一定的准确度为定量测定的必要条件,因此涉及到定量测定的检测项目均需要验证准确度,如含量测定、杂质定量试验等。
准确度应在规定的范围内建立,对于制剂一般以回收率试验来进行验证。
试验设计需考虑在规定范围内,制备3个不同浓度的试样,各测定3次,即测定9次,报告已知加入量的回收率(%)或测定结果平均值与真实值之差及其可信限。
1、含量测定原料药可用已知纯度的对照品或符合要求的原料药进行测定,或用本法所得结果与已建立准确度的另一方法测定的结果进行比较。
制剂可用含已知量被测物的各组分混合物进行测定。
如不能得到制剂的全部组分,可向制剂中加入已知量的被测物进行测定,必要时,与另一个已建立准确度的方法比较结果。
2、杂质定量试验杂质的定量试验可向原料药或制剂中加入已知量杂质进行测定。
如果不能得到杂质,可用本法测定结果与另一成熟的方法进行比较,如药典方法或经过验证的方法。
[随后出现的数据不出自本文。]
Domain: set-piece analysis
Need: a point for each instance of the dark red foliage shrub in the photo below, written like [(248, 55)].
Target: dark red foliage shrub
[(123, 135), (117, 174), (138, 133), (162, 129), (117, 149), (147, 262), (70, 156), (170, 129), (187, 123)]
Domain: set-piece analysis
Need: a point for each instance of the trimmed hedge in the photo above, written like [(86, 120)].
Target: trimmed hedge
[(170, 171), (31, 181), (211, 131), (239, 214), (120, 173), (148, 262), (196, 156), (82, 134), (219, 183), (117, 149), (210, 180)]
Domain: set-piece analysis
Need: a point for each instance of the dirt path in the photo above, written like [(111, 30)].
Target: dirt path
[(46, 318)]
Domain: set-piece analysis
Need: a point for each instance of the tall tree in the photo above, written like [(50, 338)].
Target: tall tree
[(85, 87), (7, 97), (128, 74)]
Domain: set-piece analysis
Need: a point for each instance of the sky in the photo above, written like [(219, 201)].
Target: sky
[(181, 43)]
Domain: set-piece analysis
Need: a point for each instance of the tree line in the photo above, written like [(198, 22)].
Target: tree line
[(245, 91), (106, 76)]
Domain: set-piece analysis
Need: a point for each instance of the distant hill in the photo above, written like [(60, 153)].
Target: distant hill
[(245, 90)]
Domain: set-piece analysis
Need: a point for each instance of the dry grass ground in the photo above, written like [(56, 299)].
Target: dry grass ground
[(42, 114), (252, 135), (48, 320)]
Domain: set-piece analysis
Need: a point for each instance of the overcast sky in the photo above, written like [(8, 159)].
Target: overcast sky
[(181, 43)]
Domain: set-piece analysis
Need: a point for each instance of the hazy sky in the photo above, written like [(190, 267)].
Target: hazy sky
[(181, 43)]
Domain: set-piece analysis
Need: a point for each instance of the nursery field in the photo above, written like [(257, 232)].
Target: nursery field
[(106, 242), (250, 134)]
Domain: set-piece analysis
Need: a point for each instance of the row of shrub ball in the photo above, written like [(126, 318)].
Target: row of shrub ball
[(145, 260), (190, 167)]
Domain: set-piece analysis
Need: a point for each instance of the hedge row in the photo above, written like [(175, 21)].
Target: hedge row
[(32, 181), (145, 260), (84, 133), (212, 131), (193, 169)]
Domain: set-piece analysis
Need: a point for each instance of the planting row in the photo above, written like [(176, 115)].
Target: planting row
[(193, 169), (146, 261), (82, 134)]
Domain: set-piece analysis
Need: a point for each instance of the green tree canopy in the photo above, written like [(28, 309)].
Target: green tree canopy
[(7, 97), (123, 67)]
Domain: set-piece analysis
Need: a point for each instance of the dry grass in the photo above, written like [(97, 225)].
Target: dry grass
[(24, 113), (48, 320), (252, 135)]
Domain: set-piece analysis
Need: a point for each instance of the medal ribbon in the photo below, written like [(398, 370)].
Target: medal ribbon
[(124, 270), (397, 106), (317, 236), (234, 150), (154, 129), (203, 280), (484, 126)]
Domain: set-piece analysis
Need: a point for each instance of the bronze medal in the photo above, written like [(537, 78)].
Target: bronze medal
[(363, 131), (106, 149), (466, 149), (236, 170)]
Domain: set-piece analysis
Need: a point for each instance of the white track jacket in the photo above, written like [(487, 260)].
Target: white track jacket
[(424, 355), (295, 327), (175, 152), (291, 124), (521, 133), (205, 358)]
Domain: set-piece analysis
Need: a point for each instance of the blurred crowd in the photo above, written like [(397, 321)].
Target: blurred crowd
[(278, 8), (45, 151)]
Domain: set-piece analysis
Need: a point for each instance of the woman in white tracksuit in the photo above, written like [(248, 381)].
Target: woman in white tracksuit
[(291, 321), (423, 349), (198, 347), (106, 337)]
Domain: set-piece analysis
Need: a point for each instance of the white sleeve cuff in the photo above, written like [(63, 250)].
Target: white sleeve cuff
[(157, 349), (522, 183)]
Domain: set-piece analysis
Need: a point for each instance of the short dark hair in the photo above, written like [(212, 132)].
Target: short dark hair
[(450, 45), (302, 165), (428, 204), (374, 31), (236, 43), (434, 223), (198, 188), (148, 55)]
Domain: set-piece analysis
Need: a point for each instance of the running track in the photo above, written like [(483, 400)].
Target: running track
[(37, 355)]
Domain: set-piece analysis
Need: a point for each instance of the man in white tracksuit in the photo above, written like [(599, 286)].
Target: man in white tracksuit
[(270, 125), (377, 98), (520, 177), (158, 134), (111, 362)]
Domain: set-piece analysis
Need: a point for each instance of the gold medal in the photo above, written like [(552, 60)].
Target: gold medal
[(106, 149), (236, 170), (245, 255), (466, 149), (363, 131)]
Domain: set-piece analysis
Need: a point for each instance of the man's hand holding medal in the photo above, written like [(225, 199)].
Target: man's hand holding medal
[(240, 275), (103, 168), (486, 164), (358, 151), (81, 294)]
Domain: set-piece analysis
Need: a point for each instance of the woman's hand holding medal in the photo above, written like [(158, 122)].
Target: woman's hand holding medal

如不能测得杂质的相对响应因子,可在线测定杂质的相关数据,如采用二极管阵列检测器测定紫外光谱,当杂质的光谱与主成分的光谱相似,则可采用原料药的响应因子近似计算杂质含量(自身对照法)。
并应明确单个杂质和杂质总量相当于主成分的重量比(%)或面积比(%)。
(五)精密度精密度系指在规定的测试条件下,同一均质供试品,经多次取样进行一系列检测所得结果之间的接近程度(离散程度)。
精密度一般用偏差、标准偏差或相对标准偏差表示。
用标准偏差或相对标准偏差表示时,取样测定次数应至少6次。
精密度可以从三个层次考察:重复性、中间精密度、重现性。
1、重复性重复性系指在同样的操作条件下,在较短时间间隔内,由同一分析人员测定所得结果的精密度。
重复性测定可在规定范围内,至少用9次测定结果进行评价,如制备3个不同浓度的试样,各测定3次,或100%的浓度水平,用至少测定6次的结果进行评价。
2、中间精密度中间精密度系指在同一实验室,由于实验室内部条件改变,如时间、分析人员、仪器设备、测定结果的精密度。
验证设计方案中的变动因素一般为日期、分析人员、设备。
3、重现性指不同实验室之间不同分析人员测定结果的精密度。
当分析方法将被法定标准采用时,应进行重现性试验。